In my remarks today, I should like to discuss the structural changes in the financial sector, in particular those that have occurred as a result of the launch of new product types and the changing nature of public and private institutions. I shall address developments in the money markets, the bond markets and the equity markets as well as the process of adaptation of banking institutions to their new environment.

2. Money markets

The money markets of the euro area became rapidly integrated after the introduction of the euro despite the fact that their structures had previously been quite different at the national level. Transaction volumes and measures of bid-ask spreads on the various money market instruments both indicate that the markets reached a very high level of liquidity very rapidly in the course of January 1999 and have subsequently retained it.

The high degree of integration of the euro area money markets is, first of all, a result of the single monetary policy, which is conducted through the harmonised operational framework of the Eurosystem. This integration has also been made possible by the significant and increasing integration of payment systems. Cross-border payments processed by TARGET accounted for more than 37% of the value of all real-time payments (domestic and cross-border) effected by credit institutions in March and April 1999. Moreover, the continuously high use which our counterparties make of the correspondent central banking model (or CCBM) for the cross-border transfer of collateral in monetary policy operations is an important indication of area-wide integration. This is evidenced by the fact that cross-border collateral currently represents around 25% of the total amount of collateral in custody in the context of the Eurosystem's monetary policy operations.

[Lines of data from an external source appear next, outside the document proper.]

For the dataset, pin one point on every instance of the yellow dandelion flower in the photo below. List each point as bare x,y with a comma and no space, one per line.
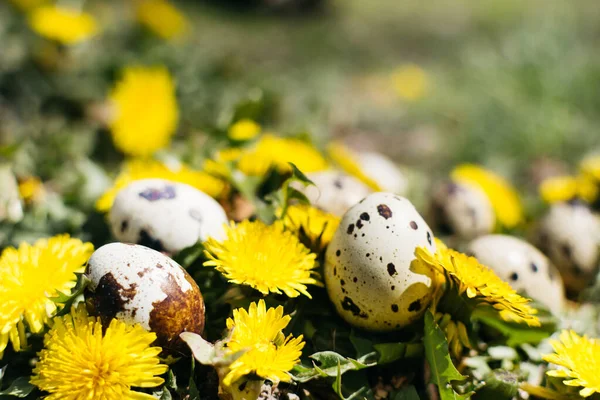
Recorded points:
269,354
265,257
27,5
346,160
135,170
504,198
30,276
590,166
410,82
272,151
580,358
317,225
146,111
162,18
480,283
244,129
79,361
564,188
31,189
64,25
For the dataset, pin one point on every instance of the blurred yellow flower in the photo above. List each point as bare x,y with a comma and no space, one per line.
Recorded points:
410,82
346,160
80,360
504,198
318,226
244,129
146,111
146,169
480,283
27,5
269,354
580,358
162,18
66,26
564,188
272,151
30,276
31,189
265,257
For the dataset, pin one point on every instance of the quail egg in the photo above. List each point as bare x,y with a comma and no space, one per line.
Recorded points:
463,210
334,191
569,235
164,215
369,271
523,266
139,285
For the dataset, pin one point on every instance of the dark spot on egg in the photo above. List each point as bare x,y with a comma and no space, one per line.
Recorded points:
348,305
534,267
384,211
391,269
179,312
415,305
147,240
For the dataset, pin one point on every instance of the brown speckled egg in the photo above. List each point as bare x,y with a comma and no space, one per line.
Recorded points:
139,285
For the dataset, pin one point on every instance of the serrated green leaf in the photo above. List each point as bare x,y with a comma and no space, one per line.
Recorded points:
20,387
443,371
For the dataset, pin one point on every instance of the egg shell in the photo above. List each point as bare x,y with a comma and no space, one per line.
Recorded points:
462,210
369,271
523,266
383,171
164,215
334,191
136,284
569,234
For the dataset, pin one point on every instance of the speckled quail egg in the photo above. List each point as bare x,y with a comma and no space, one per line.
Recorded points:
523,266
139,285
334,191
462,210
569,234
383,171
369,273
164,215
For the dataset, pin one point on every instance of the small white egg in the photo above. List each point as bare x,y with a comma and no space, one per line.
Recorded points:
569,234
164,215
369,271
462,210
383,171
523,266
139,285
334,191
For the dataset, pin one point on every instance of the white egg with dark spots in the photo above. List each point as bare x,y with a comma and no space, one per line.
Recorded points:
569,235
136,284
164,215
334,191
369,271
462,210
523,266
383,171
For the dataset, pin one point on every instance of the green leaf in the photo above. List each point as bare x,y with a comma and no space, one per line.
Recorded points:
443,372
326,364
406,393
20,387
515,334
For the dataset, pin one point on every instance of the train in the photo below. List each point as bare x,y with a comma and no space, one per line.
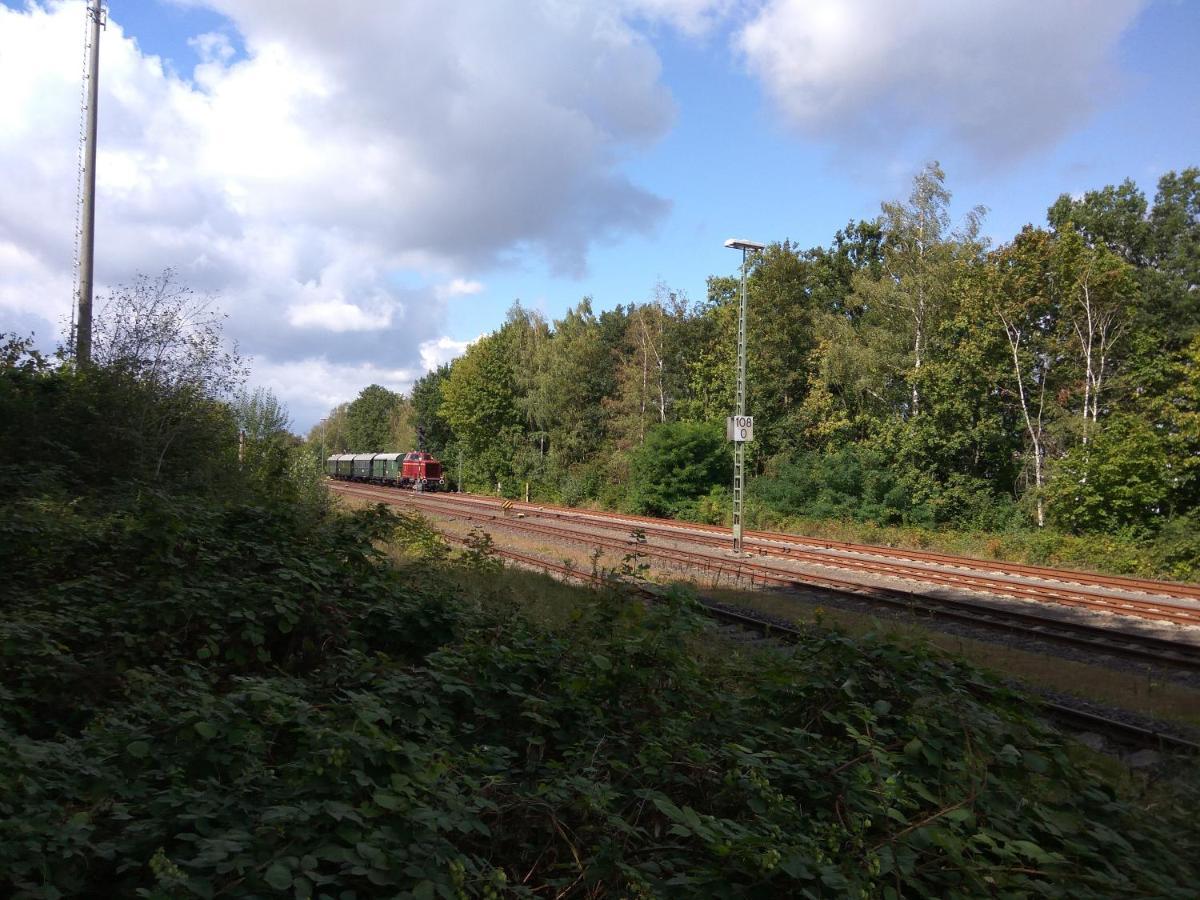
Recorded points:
417,469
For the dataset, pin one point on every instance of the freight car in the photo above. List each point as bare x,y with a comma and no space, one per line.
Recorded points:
418,469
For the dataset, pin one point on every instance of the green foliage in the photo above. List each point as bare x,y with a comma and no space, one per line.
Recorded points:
1121,479
678,462
426,405
370,419
244,702
479,403
961,387
75,432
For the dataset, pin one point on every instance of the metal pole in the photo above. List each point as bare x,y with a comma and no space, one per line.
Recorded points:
741,403
88,227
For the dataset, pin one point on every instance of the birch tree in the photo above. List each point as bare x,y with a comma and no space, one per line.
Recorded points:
1025,304
919,251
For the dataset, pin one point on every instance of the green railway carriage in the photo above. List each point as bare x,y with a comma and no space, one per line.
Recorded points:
361,467
385,468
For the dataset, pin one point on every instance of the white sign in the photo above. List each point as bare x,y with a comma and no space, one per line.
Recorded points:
739,427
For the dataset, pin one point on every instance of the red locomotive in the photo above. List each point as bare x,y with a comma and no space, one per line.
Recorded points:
418,469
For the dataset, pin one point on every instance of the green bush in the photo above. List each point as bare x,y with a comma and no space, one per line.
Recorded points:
243,702
677,463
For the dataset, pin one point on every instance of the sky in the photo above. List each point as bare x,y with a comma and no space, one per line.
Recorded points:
366,187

Taking a closer look at the various instruments traded in the money markets, a feature that is worthy of note is that market participants in the 11 countries of the euro area have shown an increasing tendency to demonstrate a similar reliance on each instrument type. For example, what we call "overnight indexed swaps", which are swaps indexed on the overnight reference interest rate EONIA, have become an important derivative instrument in the money markets of the euro area. This can be seen from the low level of quoted bid-ask spreads and the high turnover relative to other major international markets. Both indicators show a high level of liquidity in this instrument. Another type of instrument of interest in the money market (but also at the fringe of the bond market) is that of the repurchase agreement. The development of more integrated repo markets in the euro area will obviously accompany the development of area-wide securities trading, settlement and custody systems. This will reduce transaction costs and improve efficiency for the cross-border transfer of securities through repurchase operations.